Initially we suspected that some contractor had been in the room over the weekend to do work on the air conditioning, wire and fiber runs that go through it (and are partially managed by other people in entirely other groups), or something of that nature, had dropped something on the keyboard, and had decided not to mention it to anyone. Today people poked around the assorted bits of clutter in the corners of the room and discovered increasingly clear evidence of animal presence near our rack of fileservers. The fileserver rack (and the cluttered corner where further evidence was uncovered) are right by a vertical wiring conduit that runs up through the ceiling to higher floors. One speculation is that our (presumed) raccoon was jumping into our fileserver rack in order to climb up to get back into the wiring conduit.

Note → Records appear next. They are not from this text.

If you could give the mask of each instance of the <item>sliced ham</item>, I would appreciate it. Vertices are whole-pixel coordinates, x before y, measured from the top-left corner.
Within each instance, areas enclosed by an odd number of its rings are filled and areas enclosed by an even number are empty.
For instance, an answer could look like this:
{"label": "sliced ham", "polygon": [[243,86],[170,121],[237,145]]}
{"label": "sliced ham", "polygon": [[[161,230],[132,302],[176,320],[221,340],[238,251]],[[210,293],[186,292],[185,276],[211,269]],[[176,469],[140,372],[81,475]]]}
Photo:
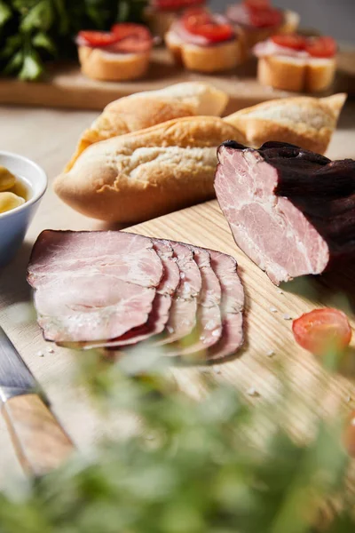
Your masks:
{"label": "sliced ham", "polygon": [[193,252],[185,244],[171,243],[180,271],[180,282],[175,292],[164,338],[157,345],[166,345],[190,335],[196,325],[197,298],[202,280],[200,269],[193,259]]}
{"label": "sliced ham", "polygon": [[218,159],[215,188],[234,239],[274,283],[355,258],[355,161],[233,141]]}
{"label": "sliced ham", "polygon": [[177,259],[173,257],[173,251],[169,242],[159,241],[157,239],[152,239],[152,242],[155,251],[162,260],[164,274],[157,287],[152,311],[146,323],[128,331],[119,338],[110,342],[103,341],[86,344],[86,349],[105,347],[118,350],[119,348],[147,340],[164,330],[170,316],[172,296],[180,282],[180,271],[177,265]]}
{"label": "sliced ham", "polygon": [[230,357],[243,344],[244,289],[237,274],[237,261],[229,255],[209,251],[211,266],[222,289],[222,336],[209,348],[209,361]]}
{"label": "sliced ham", "polygon": [[200,269],[202,286],[197,298],[196,326],[191,338],[185,339],[185,347],[178,350],[180,356],[203,355],[205,350],[215,345],[222,335],[221,319],[221,285],[211,266],[210,255],[207,250],[197,246],[189,246],[193,259]]}
{"label": "sliced ham", "polygon": [[146,237],[122,232],[41,234],[28,280],[46,339],[112,339],[146,322],[163,275]]}

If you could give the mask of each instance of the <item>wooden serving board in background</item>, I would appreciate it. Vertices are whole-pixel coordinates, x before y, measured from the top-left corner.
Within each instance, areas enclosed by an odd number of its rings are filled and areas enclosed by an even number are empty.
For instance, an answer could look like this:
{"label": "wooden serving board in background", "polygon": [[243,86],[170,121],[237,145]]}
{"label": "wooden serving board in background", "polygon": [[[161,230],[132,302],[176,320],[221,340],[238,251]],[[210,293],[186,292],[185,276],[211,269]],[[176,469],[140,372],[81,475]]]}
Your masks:
{"label": "wooden serving board in background", "polygon": [[[26,267],[39,233],[47,228],[108,228],[69,209],[51,187],[52,179],[70,157],[79,133],[95,115],[56,109],[0,108],[1,123],[6,124],[0,129],[2,149],[35,159],[50,179],[48,191],[21,250],[11,265],[0,270],[0,324],[47,393],[64,428],[83,450],[92,447],[104,434],[122,434],[130,424],[123,414],[112,420],[94,410],[85,384],[78,384],[75,376],[77,362],[81,357],[85,358],[86,354],[56,346],[54,353],[48,352],[52,346],[44,342],[36,322],[21,321],[21,317],[26,318],[23,303],[31,299]],[[342,114],[327,155],[331,158],[355,158],[354,103],[348,103]],[[351,310],[355,302],[353,269],[314,278],[307,286],[304,280],[288,283],[282,287],[281,294],[266,274],[237,248],[216,201],[146,222],[130,231],[219,250],[237,259],[246,291],[246,341],[237,358],[206,369],[212,378],[237,386],[253,402],[262,402],[278,394],[278,370],[282,365],[287,370],[288,382],[300,397],[310,399],[312,411],[334,412],[342,407],[355,409],[352,370],[347,369],[343,374],[333,376],[322,370],[317,359],[295,343],[291,322],[284,317],[299,316],[317,306],[335,306],[346,310],[355,326]],[[272,311],[273,307],[276,313]],[[352,346],[355,347],[355,335]],[[269,357],[272,350],[274,356]],[[200,391],[201,370],[201,368],[185,368],[172,371],[181,388],[193,394]],[[250,390],[259,396],[249,395]],[[296,405],[288,418],[296,430],[304,430],[306,416]],[[0,449],[1,485],[1,479],[12,473],[17,465],[1,418]]]}
{"label": "wooden serving board in background", "polygon": [[[335,91],[355,94],[355,52],[347,48],[339,54],[340,70]],[[99,82],[80,72],[76,64],[54,64],[49,68],[47,79],[25,83],[15,79],[0,79],[0,104],[23,104],[48,107],[101,110],[109,102],[142,91],[162,89],[167,85],[188,81],[214,84],[231,97],[226,113],[259,102],[284,98],[295,93],[263,87],[256,79],[256,63],[240,67],[235,73],[208,76],[176,67],[167,50],[155,49],[146,78],[135,82]],[[352,75],[351,75],[352,72]]]}

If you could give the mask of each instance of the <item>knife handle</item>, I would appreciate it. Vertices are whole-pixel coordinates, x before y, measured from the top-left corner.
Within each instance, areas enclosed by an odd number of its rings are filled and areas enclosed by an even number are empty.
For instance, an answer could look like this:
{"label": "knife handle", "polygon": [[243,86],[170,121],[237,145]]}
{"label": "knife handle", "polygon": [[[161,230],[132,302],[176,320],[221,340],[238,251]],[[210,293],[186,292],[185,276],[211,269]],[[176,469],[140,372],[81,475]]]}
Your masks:
{"label": "knife handle", "polygon": [[27,473],[47,473],[74,451],[69,437],[38,394],[10,398],[3,405],[3,414]]}

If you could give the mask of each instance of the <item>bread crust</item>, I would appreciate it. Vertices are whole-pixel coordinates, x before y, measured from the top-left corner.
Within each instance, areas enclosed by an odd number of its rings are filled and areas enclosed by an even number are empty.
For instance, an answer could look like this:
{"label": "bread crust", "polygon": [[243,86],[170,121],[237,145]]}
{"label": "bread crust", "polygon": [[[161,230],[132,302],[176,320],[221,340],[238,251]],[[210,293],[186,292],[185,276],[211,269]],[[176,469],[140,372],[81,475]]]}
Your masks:
{"label": "bread crust", "polygon": [[196,46],[177,40],[170,31],[165,36],[165,43],[178,64],[196,72],[210,74],[231,70],[245,60],[244,44],[239,37],[210,46]]}
{"label": "bread crust", "polygon": [[319,92],[333,84],[335,68],[334,58],[265,56],[258,60],[257,79],[262,85],[281,91]]}
{"label": "bread crust", "polygon": [[248,146],[280,140],[324,154],[346,96],[279,99],[241,109],[225,120],[239,130]]}
{"label": "bread crust", "polygon": [[149,68],[150,52],[116,54],[79,46],[78,54],[83,74],[95,80],[135,80],[143,77]]}
{"label": "bread crust", "polygon": [[91,127],[83,131],[66,171],[91,144],[175,118],[196,115],[219,115],[227,102],[225,92],[201,82],[177,84],[160,91],[121,98],[108,104]]}
{"label": "bread crust", "polygon": [[217,147],[241,141],[220,118],[170,121],[90,147],[54,182],[79,212],[108,222],[136,223],[214,197]]}

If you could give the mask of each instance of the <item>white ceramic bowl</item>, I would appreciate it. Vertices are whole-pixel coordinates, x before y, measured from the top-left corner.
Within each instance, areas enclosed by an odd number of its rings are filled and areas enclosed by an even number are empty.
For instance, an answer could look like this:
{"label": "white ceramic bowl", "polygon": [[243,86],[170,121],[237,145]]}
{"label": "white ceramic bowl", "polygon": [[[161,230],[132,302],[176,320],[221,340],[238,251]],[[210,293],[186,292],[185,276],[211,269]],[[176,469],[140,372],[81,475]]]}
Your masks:
{"label": "white ceramic bowl", "polygon": [[24,239],[39,202],[47,188],[47,176],[36,163],[0,150],[0,165],[7,168],[25,185],[28,197],[20,207],[0,213],[0,266],[13,258]]}

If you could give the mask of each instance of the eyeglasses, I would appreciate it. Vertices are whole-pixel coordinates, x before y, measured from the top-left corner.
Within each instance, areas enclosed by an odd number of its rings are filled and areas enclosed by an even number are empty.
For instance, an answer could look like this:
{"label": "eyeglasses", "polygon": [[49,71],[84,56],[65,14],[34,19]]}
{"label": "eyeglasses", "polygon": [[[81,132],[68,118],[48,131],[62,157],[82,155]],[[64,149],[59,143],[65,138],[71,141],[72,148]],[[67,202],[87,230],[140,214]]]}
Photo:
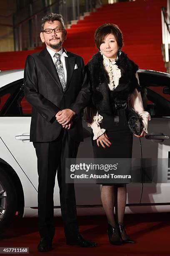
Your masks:
{"label": "eyeglasses", "polygon": [[62,32],[62,31],[64,30],[64,29],[63,29],[62,28],[60,27],[55,28],[53,28],[53,29],[52,29],[52,28],[46,28],[46,29],[43,30],[42,32],[44,32],[46,34],[51,34],[52,33],[53,30],[55,32],[57,33]]}

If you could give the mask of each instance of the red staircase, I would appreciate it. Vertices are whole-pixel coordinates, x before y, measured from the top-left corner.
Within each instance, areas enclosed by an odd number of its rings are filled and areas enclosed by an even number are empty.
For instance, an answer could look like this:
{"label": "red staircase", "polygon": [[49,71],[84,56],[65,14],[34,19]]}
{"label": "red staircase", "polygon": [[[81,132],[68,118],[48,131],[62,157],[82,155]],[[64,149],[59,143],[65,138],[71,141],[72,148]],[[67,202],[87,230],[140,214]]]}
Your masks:
{"label": "red staircase", "polygon": [[[161,8],[166,3],[166,0],[138,0],[104,5],[68,30],[64,47],[82,56],[87,63],[98,51],[94,42],[95,29],[104,23],[113,23],[122,32],[123,50],[140,68],[166,72],[161,49]],[[0,69],[23,68],[26,56],[42,49],[1,53]]]}

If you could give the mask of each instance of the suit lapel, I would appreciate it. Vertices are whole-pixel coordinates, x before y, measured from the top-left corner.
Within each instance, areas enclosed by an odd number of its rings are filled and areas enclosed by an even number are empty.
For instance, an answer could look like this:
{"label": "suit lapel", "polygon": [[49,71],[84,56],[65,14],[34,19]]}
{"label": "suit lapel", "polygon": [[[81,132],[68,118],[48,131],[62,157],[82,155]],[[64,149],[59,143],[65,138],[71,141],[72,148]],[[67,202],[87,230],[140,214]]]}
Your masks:
{"label": "suit lapel", "polygon": [[67,69],[67,83],[65,90],[66,90],[69,85],[71,78],[73,74],[74,67],[75,62],[75,56],[69,56],[69,55],[67,53],[68,57],[65,57],[65,64]]}
{"label": "suit lapel", "polygon": [[62,86],[58,73],[54,64],[54,62],[50,54],[46,48],[40,52],[39,56],[41,59],[43,64],[47,69],[49,74],[51,76],[55,82],[61,89],[61,90],[63,92]]}

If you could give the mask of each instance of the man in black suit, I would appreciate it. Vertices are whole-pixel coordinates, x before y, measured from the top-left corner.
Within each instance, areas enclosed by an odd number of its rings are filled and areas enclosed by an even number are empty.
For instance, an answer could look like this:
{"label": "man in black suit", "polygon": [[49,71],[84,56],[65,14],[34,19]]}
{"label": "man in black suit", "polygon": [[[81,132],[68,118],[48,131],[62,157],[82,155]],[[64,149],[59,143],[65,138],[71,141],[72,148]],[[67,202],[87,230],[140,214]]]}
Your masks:
{"label": "man in black suit", "polygon": [[67,31],[62,15],[51,13],[42,20],[40,36],[47,48],[28,56],[24,82],[26,99],[32,106],[30,141],[38,158],[38,250],[52,248],[57,169],[67,244],[95,247],[96,243],[79,233],[74,184],[65,181],[65,159],[76,157],[83,141],[81,113],[90,88],[82,58],[62,48]]}

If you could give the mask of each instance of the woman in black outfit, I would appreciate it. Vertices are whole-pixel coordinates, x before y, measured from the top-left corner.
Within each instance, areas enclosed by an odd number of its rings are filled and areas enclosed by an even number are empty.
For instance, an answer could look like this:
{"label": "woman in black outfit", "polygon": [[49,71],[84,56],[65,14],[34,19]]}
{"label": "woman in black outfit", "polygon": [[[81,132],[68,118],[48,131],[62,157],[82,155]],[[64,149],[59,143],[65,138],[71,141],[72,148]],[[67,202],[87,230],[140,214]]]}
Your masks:
{"label": "woman in black outfit", "polygon": [[[137,73],[138,67],[121,50],[122,33],[116,25],[105,24],[98,28],[95,41],[99,51],[87,65],[92,102],[85,112],[85,120],[92,130],[94,156],[131,158],[132,134],[127,122],[128,105],[142,120],[142,131],[138,137],[144,137],[148,133],[150,120],[149,113],[143,109]],[[126,184],[103,184],[101,198],[108,218],[110,243],[134,243],[123,225]]]}

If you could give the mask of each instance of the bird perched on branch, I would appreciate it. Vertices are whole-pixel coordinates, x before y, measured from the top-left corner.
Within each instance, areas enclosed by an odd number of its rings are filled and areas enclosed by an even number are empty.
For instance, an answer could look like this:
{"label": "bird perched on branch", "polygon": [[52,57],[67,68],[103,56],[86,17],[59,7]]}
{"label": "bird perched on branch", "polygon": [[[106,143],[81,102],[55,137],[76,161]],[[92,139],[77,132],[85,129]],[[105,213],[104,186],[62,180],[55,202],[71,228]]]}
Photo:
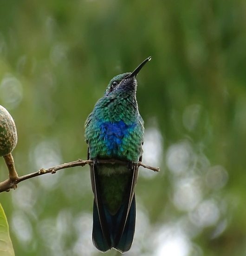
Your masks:
{"label": "bird perched on branch", "polygon": [[[102,252],[129,249],[135,229],[134,190],[143,142],[143,121],[136,99],[136,76],[149,57],[132,73],[115,76],[85,122],[85,139],[94,195],[92,240]],[[127,165],[99,163],[117,159]]]}

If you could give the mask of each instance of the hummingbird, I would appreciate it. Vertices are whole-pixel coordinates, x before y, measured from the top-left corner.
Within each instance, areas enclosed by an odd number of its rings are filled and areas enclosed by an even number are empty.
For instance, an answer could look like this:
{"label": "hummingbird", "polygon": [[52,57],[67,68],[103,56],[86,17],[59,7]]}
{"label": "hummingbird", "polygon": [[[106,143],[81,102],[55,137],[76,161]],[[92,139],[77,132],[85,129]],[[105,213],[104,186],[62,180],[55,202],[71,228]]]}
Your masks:
{"label": "hummingbird", "polygon": [[[114,248],[123,253],[130,249],[133,240],[135,188],[144,130],[136,98],[136,76],[151,59],[131,73],[113,77],[85,121],[88,159],[93,160],[92,241],[103,252]],[[102,160],[123,162],[102,163]]]}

Probably not coincidentally, we had recently had some optical fiber runs between floors suddenly go bad after years of service and with no activity near them that we knew of. One cause we had already been speculating about was animals either directly damaging a fiber strand or bending it enough to cause transmission problems. And in the process of investigating this, last week we'd found out that there was believed to be some degree of animal presence up in the false ceiling of the floor our machine room is on.
We haven't actually seen the miscreant in question, and I hope we don't (trapping it is the job of specialists that the university has already called in). My hope is that the raccoon has decided that our machine room is entirely boring and not worth coming back to, because a raccoon that felt like playing around with the blinking lights and noise-making things could probably do an alarming amount of damage.
(I've always expected that we periodically have mice under the raised floor of our machine room, but the thought of a raccoon is a new one. I'll just consider it a charm of having physical servers in our own modest machine room.)